# DOCX Homework
#### Author: Alex Sherman (alsherman@deloitte.com)

In this homework, we will use python-docx to extract and structure the text from a Microsoft Word document.

The overall objective (part 3) is to structure the document into sections. As there is no perfect method to define or identify document sections, we will create our own simple hueristics.

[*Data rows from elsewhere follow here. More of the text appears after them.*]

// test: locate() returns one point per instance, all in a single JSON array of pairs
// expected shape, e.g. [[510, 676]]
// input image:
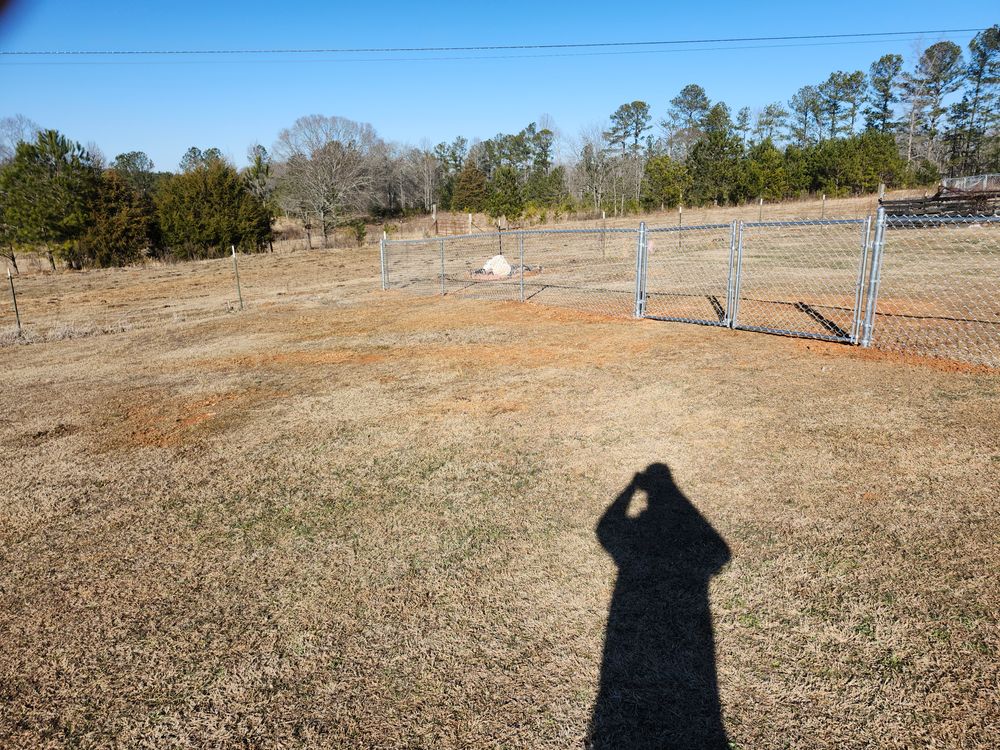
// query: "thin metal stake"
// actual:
[[730, 278], [739, 275], [236, 269], [874, 278], [859, 290], [521, 250], [381, 255], [13, 296], [442, 268], [640, 252]]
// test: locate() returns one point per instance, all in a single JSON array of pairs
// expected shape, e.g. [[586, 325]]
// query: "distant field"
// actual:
[[346, 518]]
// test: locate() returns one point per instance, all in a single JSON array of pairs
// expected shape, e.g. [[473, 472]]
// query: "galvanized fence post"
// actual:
[[859, 289], [236, 270], [13, 296], [739, 274], [381, 257], [520, 245], [730, 277], [442, 268], [874, 278], [640, 269]]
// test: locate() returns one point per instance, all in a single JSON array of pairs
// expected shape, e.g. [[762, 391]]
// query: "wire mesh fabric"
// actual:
[[929, 285], [939, 288]]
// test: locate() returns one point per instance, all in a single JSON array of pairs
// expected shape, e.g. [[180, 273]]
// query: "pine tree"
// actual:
[[883, 81], [506, 198], [470, 191], [48, 188]]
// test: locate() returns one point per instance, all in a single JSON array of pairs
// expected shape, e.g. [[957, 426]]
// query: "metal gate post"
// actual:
[[381, 257], [442, 268], [640, 269], [874, 278], [739, 275], [520, 248], [859, 287], [730, 278]]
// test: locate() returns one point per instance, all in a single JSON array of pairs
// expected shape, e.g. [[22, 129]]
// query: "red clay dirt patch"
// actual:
[[164, 422], [830, 348]]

These include looking if a paragraph contains 'HEADING' styles, uses ALL CAPS, or applied other style like bold or underlined text.

In part one and two, we will create and test two helper functions (doesnt_have_text and is_section_header) to help us identify which paragraphs contain useful text and/or are section headers in part 3.

In [3]:
# read the raw data paths from the config.ini file
# confirm that the printed DOCX_PATH is the correct location of the data
import os
import configparser

config = configparser.ConfigParser()
config.read('../../config.ini')
RAW_DATA = config['USER']['RAW_DATA']
DOC_PATH = config['DOCX']['DOC_PATH']

DOCX_PATH = os.path.join(RAW_DATA, DOC_PATH)

print(DOCX_PATH)

C:\Users\[INSERT_YOUR_USERNAME]\Desktop\PycharmProjects\firm_initiatives\ml_guild\raw_data\oracle-corporation\oracle-corporation_annual_report_2015.docx


In [4]:
# read the document into docx
import docx


### PART 1: Check if a paragraph contains text

Many of the paragraphs in a document are empty strings, not containing useful text. We will want to skip (continue) these paragraphs when structing the document into sections.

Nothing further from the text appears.